Commentary on the Market: 4th Quarter 2016

Ruben’s Commentary on the Market

Fourth Quarter/Year End Update 2016

What a difference a year makes. During the Fourth Quarter of 2015 the U.S. had experienced weak corporate earnings and an economy that was still experiencing sluggish growth. 2016 started with the markets down 6% right out of the gate. The leading economic stories were a fear that the faltering Chinese economy was going to have a negative impact on the world economy, and that the U.S. economy was not strong enough to sustain itself in addition to a weak Europe without returning to an economic recession. There was also concern of what the fallout would be if England formally departed the European Union (BREXIT) .

Considering that 2016 began with lackluster, sometimes scary, performance coupled with unnerving volatility spurred on by the unorthodox Presidential Election, many longed for happier days. The mood changed for the positive following the November 2016 Presidential Election and into early 2017 with stocks pushing higher on hopes that new Trump era policies would reduce regulation and taxes while spurring infrastructure spending. The markets are still in a wait and see position until the new President takes office and he formally begins to implement policies. There is hope that the renewed confidence in the economy will be supported by true economic growth.

The Federal Reserve Bank appears confident that the economy is improving. The Fed Governors acted to raise rates in the 4th quarter and have indicated that they are targeting three additional rate increases during 2017. This is a clearer sign of economic growth.
On a positive note, the global economy expanded in 2016, which was positive for the banking and financial sectors of the world markets. The acceleration of global growth was aided, in part, by China’s economy stabilizing after a frightening start to the year. Additionally, improved global industrial activity and further economic growth in the United States played a significant supportive role in helping to steady the global economy. The improving economic activity set the stage for rising bond interest rates in the U.S. and, as a result, creating the strongest dollar that we have seen in the past 15 years.

All major stock indexes posted gains in the fourth quarter and overall for 2016 with much of it realized in late 2016 following the U.S. presidential election. Small Cap (small company stocks) performed particularly well as compared to large cap stocks (large company stocks). This was partly due to the rise of the stronger dollar, which impacts larger companies with more global ties. Financial stocks fared well due to rising interest rates and greater expectations of bank deregulation. Industrial stocks rose as well on hopes of infrastructure stimulus. While these sectors experienced healthy growth, healthcare stocks lagged due to uncertainty over what will happen with Obamacare. Shrinking corporate earnings appeared to have bottomed out and began to turn upward as the energy and manufacturing sectors recovered from the sharp drop in energy prices.

As we enter 2017, pro-growth policies could well have an added positive impact on corporate earnings. The U.S. has seen job growth for 75 straight months. This is a good sign for the economy. However, the personnel costs associated with a larger workforce along with higher interest rates could well squeeze overall earnings.

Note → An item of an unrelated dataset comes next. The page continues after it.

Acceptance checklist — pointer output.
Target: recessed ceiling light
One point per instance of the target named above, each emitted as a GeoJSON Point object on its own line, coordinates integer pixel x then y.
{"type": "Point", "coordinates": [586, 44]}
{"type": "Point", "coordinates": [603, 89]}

I remain confident that the economy is headed in the right direction as we begin 2017. The President Elect has made many bold promises regarding bolstering the U.S. economy by pushing U.S. companies to maintain and expand a domestic workforce. The inauguration speech should be very telling, but the proof will come when policies are implemented. Overall, I feel that we turned the corner in 2016 and our economy is pointed in the right direction. I am anxious to provide a positive report at the end of the 1st quarter of 2017.